Previous electrostatic solutions have relied on a electrodynamic screen, using interdigitated electrodes. These screens can have defects that allow moisture in and cause them to fail, Varanasi said.
The new system requires an electrode to pass over the panel, producing an electric field that imparts a charge to the dust particles as it goes. An opposite charge applied to a transparent conductive layer just a few nanometres thick deposited on the glass covering of the solar panel then repels the particles. By calculating the right voltage to apply, the researchers were able to find a voltage range sufficient to overcome the pull of gravity and adhesion forces, and cause the dust to lift away.

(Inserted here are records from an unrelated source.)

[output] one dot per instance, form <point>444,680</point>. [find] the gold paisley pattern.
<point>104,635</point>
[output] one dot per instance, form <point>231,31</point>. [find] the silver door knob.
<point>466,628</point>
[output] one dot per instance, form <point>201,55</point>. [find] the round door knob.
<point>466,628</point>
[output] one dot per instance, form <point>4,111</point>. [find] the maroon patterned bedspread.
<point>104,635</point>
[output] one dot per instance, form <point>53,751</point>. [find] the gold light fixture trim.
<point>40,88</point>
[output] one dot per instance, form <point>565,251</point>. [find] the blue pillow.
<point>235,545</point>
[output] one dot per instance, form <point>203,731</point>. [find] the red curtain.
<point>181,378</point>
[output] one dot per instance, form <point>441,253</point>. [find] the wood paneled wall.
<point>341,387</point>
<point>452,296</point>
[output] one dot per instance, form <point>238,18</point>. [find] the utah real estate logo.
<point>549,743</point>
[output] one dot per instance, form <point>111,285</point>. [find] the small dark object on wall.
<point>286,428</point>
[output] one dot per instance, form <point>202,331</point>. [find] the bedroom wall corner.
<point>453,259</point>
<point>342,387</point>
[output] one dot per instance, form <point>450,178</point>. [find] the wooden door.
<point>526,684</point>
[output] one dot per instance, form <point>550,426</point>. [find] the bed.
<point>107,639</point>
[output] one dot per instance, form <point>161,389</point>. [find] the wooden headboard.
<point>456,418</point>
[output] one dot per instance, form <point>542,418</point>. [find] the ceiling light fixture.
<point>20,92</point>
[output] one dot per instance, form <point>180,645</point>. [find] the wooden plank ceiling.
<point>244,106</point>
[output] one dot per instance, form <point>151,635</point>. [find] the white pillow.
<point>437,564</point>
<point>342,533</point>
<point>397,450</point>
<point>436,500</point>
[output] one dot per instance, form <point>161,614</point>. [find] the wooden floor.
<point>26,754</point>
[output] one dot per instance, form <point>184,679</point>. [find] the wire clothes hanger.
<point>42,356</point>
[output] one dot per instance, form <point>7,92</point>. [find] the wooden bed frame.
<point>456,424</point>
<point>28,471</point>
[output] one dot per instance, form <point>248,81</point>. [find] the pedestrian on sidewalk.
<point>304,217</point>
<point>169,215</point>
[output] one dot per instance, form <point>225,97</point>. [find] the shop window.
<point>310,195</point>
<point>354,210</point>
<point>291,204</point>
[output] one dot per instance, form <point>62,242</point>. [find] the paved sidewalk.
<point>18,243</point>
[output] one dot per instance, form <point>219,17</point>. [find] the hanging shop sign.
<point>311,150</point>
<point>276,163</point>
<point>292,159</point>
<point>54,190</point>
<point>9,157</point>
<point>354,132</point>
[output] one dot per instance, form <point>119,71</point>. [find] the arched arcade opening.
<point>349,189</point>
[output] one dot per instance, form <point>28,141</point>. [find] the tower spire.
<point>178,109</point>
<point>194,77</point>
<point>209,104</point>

Using specially prepared laboratory samples of dust with a range of particle sizes, experiments proved that the process works effectively on a laboratory-scale test installation, Panat said. The tests showed that humidity in the air provided a thin coating of water on the particles, which turned out to be crucial to making the effect work.
“We performed experiments at varying humidities from five per cent to 95 per cent,” Panat said. “As long as the ambient humidity is greater than 30 per cent, you can remove almost all of the particles from the surface, but as humidity decreases, it becomes harder.”
“The good news is that when you get to 30 per cent humidity, most deserts actually fall in this regime, said Varanasi.” Those that are typically drier than that tend to have higher humidity in the early morning hours, leading to dew formation, so the cleaning could be timed accordingly.
“Moreover, unlike some of the prior work on electrodynamic screens, which actually do not work at high or even moderate humidity, our system can work at humidity even as high as 95 per cent, indefinitely,” Panat said.